The large-scale wall pieces are a continuation of a series of paper-based installations that Hegarty began in 2002, which she considers to be her "reverse archaeology" works. As opposed to earlier works in this genre, which frequently referenced iconic imagery from American art history such as Hudson River School landscapes and colonial portraiture, the installation works in Bloom & Gloom are intimately biographical - employing poignant imagery drawn directly from the artist’s life.
In addition to thematic and visual references to the art-historical conception of Vanitas, the ceramic sculptures in the exhibition are also inspired by the classical Japanese aesthetics of Kintsugi (⾦継ぎ) and Yakisugi (焼杉). The ceramic wall piece Broken Rosebush functions as a transition point between the paper wall works and ceramic sculptures.

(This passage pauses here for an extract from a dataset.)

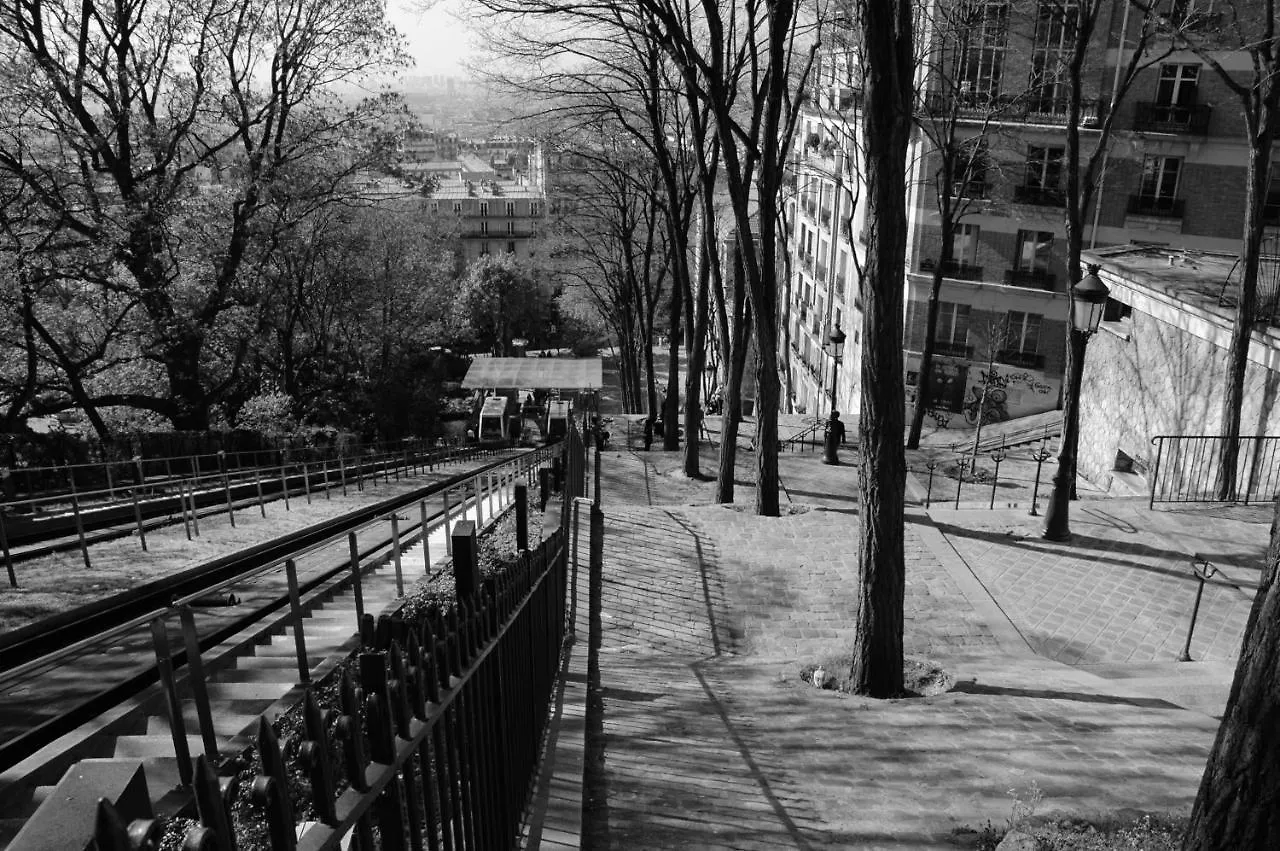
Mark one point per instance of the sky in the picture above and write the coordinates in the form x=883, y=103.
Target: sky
x=437, y=40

The freestanding ceramic sculptures in Bloom & Gloom freely reference the 17th century Dutch genre of Vanitas painting transmuted into the medium of ceramics. Although the prototypical subject of tulips is manifested in varying iterations, Hegarty inscribes contemporary anxieties regarding environmental loss, apocalyptic destruction, and illness into the works. Dead Tulips (Cracked) appears to have been desiccated by an unrelenting sun; Dead Tulips with Roots suggests a corporal sense of vulnerability; and Dead Tulips (Driftwood) encodes the existential threat of rising water. The apotheosis of Hegarty’s vision of destruction in these works is embodied in the sculpture Charred Tulips, which suggests a post-conflagration still life.